Mid-Think: Training-Free Intermediate-Budget Reasoning via Token-Level Triggers
For practitioners of hybrid reasoning models, this work provides a simple, training-free method to control reasoning budget and improve efficiency in both inference and RL training.
The paper identifies that reasoning behavior in hybrid language models is controlled by specific trigger tokens rather than high-level instructions, and proposes Mid-Think, a training-free prompting method that combines these triggers for intermediate-budget reasoning. Mid-Think improves accuracy-length trade-off over baselines and, when applied to RL training, reduces training time by ~15% while boosting Qwen3-8B's AIME accuracy from 69.8% to 72.4% and GPQA from 58.5% to 61.1%.

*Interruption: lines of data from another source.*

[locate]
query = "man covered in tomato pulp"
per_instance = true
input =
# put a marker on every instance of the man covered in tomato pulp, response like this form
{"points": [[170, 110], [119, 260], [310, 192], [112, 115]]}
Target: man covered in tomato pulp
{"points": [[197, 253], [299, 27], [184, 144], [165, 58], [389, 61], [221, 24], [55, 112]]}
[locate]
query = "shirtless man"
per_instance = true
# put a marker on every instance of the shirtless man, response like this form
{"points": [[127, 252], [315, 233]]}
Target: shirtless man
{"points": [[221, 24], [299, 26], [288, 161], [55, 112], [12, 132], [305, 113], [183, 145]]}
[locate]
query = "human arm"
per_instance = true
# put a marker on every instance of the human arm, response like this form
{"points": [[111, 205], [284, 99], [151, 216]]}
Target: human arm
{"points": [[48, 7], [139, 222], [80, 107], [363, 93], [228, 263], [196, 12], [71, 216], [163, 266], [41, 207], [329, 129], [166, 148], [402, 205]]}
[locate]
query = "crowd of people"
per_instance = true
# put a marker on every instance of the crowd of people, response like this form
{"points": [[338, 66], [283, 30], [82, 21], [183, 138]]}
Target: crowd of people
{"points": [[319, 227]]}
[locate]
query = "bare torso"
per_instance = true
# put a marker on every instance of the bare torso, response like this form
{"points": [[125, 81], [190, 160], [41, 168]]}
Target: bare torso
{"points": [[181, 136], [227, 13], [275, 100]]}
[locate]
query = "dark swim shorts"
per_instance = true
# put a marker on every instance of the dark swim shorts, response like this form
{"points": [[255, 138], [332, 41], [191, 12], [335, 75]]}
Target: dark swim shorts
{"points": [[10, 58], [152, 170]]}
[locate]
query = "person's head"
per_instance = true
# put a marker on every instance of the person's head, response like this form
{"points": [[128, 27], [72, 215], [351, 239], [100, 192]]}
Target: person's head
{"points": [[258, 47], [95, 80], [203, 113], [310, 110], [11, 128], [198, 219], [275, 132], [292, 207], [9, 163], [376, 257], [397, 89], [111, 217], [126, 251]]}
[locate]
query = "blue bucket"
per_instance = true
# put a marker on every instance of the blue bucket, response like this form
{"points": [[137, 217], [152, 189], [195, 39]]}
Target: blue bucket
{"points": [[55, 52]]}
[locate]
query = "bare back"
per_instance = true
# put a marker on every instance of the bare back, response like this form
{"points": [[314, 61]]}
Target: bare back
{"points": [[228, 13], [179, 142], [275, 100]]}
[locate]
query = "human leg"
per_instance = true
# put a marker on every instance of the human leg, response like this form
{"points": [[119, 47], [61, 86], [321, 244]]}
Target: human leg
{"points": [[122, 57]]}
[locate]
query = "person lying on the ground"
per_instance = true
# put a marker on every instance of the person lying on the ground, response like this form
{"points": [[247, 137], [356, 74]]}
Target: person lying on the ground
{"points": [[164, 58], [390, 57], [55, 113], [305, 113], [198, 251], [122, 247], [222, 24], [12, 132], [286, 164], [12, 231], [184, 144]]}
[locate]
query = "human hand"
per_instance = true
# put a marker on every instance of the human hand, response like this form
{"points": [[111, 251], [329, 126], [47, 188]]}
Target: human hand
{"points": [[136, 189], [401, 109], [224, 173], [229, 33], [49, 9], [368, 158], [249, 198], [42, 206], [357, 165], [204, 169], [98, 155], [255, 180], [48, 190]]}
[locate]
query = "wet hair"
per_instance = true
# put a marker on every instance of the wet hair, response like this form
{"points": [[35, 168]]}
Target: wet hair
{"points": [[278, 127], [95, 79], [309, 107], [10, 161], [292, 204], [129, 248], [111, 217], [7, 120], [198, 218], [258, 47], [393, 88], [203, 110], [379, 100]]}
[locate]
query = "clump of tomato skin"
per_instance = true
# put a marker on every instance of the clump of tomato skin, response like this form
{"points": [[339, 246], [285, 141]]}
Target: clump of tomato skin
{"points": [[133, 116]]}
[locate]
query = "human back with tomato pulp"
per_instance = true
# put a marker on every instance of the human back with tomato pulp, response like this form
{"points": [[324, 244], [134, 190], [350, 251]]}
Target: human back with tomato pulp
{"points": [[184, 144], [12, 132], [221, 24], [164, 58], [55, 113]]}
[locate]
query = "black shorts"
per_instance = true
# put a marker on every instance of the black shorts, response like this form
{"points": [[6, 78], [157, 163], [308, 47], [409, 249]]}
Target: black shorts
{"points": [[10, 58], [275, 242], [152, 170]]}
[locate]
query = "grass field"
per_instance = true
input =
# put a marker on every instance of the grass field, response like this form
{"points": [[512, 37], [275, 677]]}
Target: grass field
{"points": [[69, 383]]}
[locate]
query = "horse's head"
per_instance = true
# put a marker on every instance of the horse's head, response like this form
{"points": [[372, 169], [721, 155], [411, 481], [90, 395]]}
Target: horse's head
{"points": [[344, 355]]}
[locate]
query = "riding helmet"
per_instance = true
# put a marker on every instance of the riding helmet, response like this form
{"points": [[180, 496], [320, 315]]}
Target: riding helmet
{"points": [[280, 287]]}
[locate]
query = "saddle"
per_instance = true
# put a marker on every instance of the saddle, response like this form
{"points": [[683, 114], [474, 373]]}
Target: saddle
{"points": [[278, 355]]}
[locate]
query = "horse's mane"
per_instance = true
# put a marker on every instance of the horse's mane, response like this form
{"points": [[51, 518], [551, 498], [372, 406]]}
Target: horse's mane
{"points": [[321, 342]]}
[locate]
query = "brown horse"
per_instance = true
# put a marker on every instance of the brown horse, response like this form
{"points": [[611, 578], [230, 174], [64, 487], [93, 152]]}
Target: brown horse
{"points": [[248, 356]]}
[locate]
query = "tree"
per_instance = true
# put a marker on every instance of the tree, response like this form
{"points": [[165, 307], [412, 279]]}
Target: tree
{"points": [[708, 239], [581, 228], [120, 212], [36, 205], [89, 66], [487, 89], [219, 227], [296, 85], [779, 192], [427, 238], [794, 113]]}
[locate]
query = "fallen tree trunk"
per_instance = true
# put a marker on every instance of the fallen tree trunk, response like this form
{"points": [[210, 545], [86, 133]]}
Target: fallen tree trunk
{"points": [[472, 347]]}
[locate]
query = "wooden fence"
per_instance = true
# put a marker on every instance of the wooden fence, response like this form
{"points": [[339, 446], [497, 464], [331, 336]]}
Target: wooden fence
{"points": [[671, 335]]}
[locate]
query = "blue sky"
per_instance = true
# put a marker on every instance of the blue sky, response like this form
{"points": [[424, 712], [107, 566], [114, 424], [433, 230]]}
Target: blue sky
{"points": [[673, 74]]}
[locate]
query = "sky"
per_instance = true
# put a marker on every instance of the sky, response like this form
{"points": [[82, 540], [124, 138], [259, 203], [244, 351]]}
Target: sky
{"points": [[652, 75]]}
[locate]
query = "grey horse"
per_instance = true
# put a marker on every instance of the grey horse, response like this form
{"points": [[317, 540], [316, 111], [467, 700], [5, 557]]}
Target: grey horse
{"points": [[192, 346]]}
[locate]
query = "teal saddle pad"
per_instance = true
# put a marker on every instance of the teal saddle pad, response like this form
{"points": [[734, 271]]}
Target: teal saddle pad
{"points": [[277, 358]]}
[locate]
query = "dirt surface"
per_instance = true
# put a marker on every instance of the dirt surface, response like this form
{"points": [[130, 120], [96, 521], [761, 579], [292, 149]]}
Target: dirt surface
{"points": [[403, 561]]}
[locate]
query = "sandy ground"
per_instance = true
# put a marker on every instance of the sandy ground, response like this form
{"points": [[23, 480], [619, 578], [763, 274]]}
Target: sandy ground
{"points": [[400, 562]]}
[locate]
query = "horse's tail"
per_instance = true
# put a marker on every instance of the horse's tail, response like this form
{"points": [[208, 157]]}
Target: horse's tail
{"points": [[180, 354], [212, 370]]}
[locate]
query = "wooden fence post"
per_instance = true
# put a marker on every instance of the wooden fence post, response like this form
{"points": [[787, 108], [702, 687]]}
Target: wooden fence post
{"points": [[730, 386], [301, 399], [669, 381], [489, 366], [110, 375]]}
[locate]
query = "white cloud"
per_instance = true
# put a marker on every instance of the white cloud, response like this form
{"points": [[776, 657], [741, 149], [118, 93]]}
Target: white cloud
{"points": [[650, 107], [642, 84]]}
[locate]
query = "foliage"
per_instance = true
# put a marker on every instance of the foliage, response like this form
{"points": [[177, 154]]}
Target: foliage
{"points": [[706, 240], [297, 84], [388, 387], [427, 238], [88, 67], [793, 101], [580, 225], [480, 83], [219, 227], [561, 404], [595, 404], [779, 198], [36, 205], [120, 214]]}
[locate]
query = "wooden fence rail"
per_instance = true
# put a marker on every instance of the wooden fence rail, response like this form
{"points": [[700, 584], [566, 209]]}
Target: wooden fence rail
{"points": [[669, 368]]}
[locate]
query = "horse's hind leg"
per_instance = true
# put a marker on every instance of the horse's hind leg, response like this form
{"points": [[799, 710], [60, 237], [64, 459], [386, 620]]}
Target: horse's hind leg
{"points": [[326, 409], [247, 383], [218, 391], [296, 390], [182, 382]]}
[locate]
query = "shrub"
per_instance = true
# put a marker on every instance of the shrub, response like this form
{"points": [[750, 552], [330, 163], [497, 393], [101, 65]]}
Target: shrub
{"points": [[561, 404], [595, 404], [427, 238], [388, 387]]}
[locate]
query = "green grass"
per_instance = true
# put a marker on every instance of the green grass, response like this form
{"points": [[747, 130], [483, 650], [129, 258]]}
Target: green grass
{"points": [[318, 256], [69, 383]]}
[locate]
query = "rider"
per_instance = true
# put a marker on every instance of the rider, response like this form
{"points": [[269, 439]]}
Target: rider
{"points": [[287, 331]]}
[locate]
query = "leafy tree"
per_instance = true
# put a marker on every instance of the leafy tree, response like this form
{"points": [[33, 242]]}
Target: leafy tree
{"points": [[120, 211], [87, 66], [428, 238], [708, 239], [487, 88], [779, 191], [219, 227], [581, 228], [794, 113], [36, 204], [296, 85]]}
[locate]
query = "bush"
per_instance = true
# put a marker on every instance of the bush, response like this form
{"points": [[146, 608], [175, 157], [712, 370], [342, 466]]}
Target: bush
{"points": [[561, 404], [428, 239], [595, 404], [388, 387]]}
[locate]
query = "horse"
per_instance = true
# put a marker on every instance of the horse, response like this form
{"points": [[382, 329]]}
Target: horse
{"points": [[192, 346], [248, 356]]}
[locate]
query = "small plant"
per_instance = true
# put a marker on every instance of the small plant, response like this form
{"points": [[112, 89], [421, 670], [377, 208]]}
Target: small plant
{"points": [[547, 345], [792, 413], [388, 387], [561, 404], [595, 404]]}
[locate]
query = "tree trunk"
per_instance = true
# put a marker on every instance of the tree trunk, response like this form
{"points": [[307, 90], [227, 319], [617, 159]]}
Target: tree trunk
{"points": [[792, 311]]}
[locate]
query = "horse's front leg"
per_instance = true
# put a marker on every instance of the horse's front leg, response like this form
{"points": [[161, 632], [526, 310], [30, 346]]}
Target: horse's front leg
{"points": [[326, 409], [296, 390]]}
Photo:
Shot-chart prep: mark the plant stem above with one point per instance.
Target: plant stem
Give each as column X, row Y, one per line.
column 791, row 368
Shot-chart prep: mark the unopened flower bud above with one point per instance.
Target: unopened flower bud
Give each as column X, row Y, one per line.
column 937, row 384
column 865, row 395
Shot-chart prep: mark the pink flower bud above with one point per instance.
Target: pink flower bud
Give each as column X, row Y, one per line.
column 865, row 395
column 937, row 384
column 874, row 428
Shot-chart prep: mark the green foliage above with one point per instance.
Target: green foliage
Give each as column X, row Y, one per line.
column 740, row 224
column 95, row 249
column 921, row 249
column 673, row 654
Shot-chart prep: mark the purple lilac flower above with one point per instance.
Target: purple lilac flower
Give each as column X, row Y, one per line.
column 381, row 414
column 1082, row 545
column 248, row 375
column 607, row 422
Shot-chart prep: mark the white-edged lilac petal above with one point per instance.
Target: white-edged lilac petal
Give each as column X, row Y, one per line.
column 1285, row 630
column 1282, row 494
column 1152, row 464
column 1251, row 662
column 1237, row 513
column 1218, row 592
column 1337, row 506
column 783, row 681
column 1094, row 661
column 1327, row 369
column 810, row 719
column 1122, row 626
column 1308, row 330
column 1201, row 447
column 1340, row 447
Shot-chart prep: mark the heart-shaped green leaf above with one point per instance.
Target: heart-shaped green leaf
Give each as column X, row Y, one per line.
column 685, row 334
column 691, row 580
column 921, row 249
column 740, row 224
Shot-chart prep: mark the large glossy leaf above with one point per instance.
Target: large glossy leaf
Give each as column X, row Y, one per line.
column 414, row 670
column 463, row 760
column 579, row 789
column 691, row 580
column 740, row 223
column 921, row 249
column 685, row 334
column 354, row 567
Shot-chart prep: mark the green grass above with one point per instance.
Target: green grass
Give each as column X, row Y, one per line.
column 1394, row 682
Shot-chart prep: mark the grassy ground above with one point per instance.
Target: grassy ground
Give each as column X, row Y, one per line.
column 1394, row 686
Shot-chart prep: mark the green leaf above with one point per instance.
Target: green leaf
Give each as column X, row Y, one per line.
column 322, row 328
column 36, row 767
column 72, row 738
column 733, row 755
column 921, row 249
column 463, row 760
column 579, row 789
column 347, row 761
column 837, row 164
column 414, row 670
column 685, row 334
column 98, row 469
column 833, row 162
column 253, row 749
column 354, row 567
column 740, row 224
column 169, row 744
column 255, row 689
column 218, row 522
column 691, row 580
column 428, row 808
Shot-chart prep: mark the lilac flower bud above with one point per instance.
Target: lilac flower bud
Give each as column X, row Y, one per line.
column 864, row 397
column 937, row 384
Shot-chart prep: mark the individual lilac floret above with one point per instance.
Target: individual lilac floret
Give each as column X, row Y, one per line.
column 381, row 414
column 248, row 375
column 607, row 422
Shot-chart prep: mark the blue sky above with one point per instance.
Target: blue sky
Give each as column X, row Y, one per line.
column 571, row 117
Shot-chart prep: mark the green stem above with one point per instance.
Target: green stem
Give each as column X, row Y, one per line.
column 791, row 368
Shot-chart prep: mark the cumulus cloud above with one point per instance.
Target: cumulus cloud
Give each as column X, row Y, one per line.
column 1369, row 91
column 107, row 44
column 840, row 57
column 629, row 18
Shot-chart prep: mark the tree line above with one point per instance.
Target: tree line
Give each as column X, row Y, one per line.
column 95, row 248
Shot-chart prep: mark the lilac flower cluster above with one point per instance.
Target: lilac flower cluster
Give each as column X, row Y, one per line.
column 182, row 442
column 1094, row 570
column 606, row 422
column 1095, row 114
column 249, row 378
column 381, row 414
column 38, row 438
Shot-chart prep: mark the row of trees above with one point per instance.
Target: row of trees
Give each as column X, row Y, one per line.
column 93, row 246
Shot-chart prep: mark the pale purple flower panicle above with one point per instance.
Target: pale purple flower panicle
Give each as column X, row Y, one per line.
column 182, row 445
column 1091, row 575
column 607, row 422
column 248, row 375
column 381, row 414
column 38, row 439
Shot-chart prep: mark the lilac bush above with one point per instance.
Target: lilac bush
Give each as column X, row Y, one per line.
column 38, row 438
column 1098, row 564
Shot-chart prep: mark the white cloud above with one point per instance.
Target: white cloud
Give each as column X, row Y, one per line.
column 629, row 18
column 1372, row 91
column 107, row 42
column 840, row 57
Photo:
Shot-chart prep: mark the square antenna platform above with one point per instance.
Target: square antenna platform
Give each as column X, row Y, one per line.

Hybrid reasoning language models are commonly controlled through high-level Think/No-think instructions to regulate reasoning behavior, yet we found that such mode switching is largely driven by a small set of trigger tokens rather than the instructions themselves. Through attention analysis and controlled prompting experiments, we show that a leading ``Okay'' token induces reasoning behavior, while the newline pattern following ``</think>'' suppresses it. Based on this observation, we propose Mid-Think, a simple training-free prompting format that combines these triggers to achieve intermediate-budget reasoning, consistently outperforming fixed-token and prompt-based baselines in terms of the accuracy-length trade-off. Furthermore, applying Mid-Think to RL training after SFT reduces training time by approximately 15% while improving final performance of Qwen3-8B on AIME from 69.8% to 72.4% and on GPQA from 58.5% to 61.1%, demonstrating its effectiveness for both inference-time control and RL-based reasoning training.